Je considère donc ce premier mystère comme n'en étant pas vraiment un, sous réserve d'admettre l'axiome de base de l'incurie policière généralisée. Les deux guignols ont été mis à pied ce jour et l'analyse des allées et venues dans l'immeuble continue. Petit problème: les registres d'entrée et sortie ne coïncident pas avec ce que montrent les enregistrements de vidéosurveillance. Comme la sécurité privée de l'immeuble est gérée par une société qui a été fondée par un ancien colonel de l'armée de terre, les complotistes ont encore trouvé du grain à moudre (personnellement, au lieu de voir le mal partout, j'aurais tendance à admettre, sous bénéfice d'inventaire et en guise de corollaire à l'axiome précédent, l'idée que la sécurité privée s'est révélée tout aussi paresseuse et déficiente que la sécurité publique).

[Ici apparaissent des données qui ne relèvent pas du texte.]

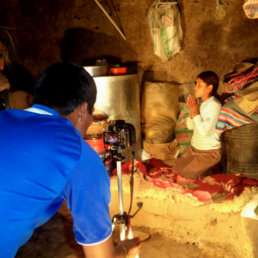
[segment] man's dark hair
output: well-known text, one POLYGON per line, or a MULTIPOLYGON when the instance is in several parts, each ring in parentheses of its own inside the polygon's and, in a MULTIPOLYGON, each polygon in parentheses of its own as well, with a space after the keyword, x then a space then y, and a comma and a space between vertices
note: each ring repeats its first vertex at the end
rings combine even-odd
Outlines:
POLYGON ((212 96, 217 97, 217 90, 219 87, 219 77, 216 73, 212 72, 212 71, 206 71, 206 72, 202 72, 200 73, 197 78, 203 80, 205 83, 207 83, 207 85, 212 85, 212 96))
POLYGON ((54 109, 60 115, 68 115, 83 102, 93 112, 97 89, 94 80, 81 66, 72 63, 56 63, 42 72, 33 90, 33 104, 54 109))

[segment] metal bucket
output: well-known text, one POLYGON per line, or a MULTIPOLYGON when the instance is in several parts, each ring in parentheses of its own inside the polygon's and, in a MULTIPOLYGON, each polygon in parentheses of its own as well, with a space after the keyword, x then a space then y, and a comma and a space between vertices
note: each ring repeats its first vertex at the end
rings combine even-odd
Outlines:
POLYGON ((108 120, 125 120, 135 128, 136 144, 133 145, 136 157, 140 157, 140 89, 138 76, 117 75, 93 77, 97 86, 96 112, 104 112, 108 120))
POLYGON ((258 179, 258 123, 224 133, 226 173, 258 179))

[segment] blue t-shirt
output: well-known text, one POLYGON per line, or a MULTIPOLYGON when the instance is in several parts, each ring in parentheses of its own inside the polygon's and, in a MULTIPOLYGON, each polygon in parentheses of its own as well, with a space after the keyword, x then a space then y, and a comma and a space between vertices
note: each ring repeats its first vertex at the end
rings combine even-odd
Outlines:
POLYGON ((0 253, 14 257, 67 199, 78 243, 111 235, 110 182, 97 153, 54 110, 0 112, 0 253))

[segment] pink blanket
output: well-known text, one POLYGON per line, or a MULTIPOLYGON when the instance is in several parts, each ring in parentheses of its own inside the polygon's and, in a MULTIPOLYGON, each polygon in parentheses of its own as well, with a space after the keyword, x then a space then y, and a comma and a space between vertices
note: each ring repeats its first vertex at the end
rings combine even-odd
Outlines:
MULTIPOLYGON (((132 162, 122 165, 122 173, 131 173, 132 162)), ((134 167, 143 178, 157 187, 176 191, 200 202, 221 202, 232 200, 245 187, 258 187, 258 180, 247 178, 242 174, 216 174, 200 180, 191 180, 172 173, 172 166, 166 165, 157 159, 150 159, 144 164, 136 160, 134 167)), ((116 170, 113 171, 116 174, 116 170)))

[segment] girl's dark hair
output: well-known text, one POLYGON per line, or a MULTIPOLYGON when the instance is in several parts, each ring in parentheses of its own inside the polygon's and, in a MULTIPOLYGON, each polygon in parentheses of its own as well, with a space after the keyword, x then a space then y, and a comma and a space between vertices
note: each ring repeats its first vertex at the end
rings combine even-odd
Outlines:
POLYGON ((81 66, 56 63, 42 72, 33 89, 33 104, 41 104, 60 115, 72 113, 83 102, 93 112, 97 89, 94 80, 81 66))
POLYGON ((212 71, 202 72, 197 76, 197 78, 203 80, 205 83, 207 83, 207 85, 212 85, 211 96, 220 99, 220 96, 217 93, 217 90, 219 88, 219 77, 216 73, 212 71))

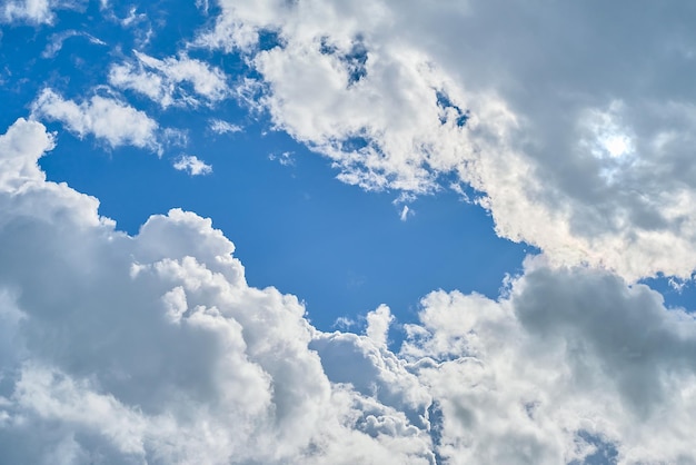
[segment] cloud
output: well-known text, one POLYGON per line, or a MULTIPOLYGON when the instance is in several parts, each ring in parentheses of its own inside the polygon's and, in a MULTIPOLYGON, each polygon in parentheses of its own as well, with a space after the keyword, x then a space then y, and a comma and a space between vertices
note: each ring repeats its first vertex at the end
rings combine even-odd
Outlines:
POLYGON ((41 52, 41 57, 43 58, 53 58, 62 49, 63 42, 71 37, 83 37, 90 43, 96 46, 106 46, 107 43, 98 39, 93 36, 88 34, 87 32, 80 32, 76 30, 68 30, 63 32, 58 32, 51 36, 51 42, 46 46, 46 49, 41 52))
POLYGON ((109 82, 141 93, 162 108, 197 106, 201 98, 212 105, 229 95, 225 73, 206 62, 186 55, 158 60, 138 51, 133 53, 137 61, 111 67, 109 82))
POLYGON ((8 462, 431 463, 402 413, 328 380, 305 308, 249 287, 210 220, 127 236, 44 180, 52 145, 37 121, 0 137, 8 462))
POLYGON ((157 122, 145 112, 111 98, 93 96, 76 103, 44 89, 32 103, 32 116, 58 120, 80 138, 91 133, 112 148, 131 145, 159 149, 157 122))
POLYGON ((199 160, 195 155, 182 155, 175 161, 173 167, 179 171, 188 171, 191 176, 209 175, 212 172, 212 167, 199 160))
POLYGON ((696 268, 690 7, 219 6, 195 43, 248 57, 275 126, 341 180, 424 195, 455 178, 556 265, 696 268))
POLYGON ((210 130, 215 133, 235 133, 243 131, 243 128, 241 126, 232 125, 231 122, 215 118, 210 120, 210 130))
POLYGON ((27 21, 37 24, 53 22, 52 4, 49 0, 10 0, 0 7, 2 22, 27 21))
POLYGON ((696 461, 696 320, 608 271, 529 259, 498 299, 434 291, 386 346, 249 287, 209 219, 137 236, 0 136, 0 446, 12 463, 696 461), (594 457, 594 458, 593 458, 594 457))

2°) Le profil de l'informaticien Largomarsino (fournisseur de l'arme utilisée par le suicidé) s'enrichit de jour en jour: il était apparemment connu pour des tweets violemment anti-kirchneristes mais aussi pour divers petits délits (par exemple, se faire passer pour journaliste afin de pouvoir prendre des photos des victimes de Cro-Magnon, ce qui est effectivement assez ignoble) et pour au moins une tentative de vente d'information sur le narco-trafic au directeur de la douane aéroportuaire. Hélas, que ce genre de loustic existe en Argentine comme partout n'a rien de bien mystérieux. On peut en revanche s'interroger sur la légèreté avec laquelle le procureur spécial Nisman recrutait ce genre de collaborateur pour des tâches aussi sensibles que le recoupement des écoutes téléphoniques: d'après une source restée anonyme, Largomarsino avait été recommandé à Nisman par un autre juge dont il avait dépanné l'ordinateur personnel... (L'Argentine reste bel et bien une terre d'opportunité pour les débrouillards pas trop scrupuleux).

Tout ceci promet d'être une mine d'or pour les complotistes qui font déjà de Largomarsino une sorte de James Bond 2.0 alors que ce n'est qu'un bidouilleur-magouilleur typiquement argentin. Fournir une arme à quelqu'un est certes un délit (et le procureur Nisman ne pouvait d'ailleurs ignorer que sa demande était une incitation à commettre un délit), mais le légendaire "amiguismo" argentin s'assied volontiers sur toutes les lois et règlements... Bref pas de quoi fouetter un chat.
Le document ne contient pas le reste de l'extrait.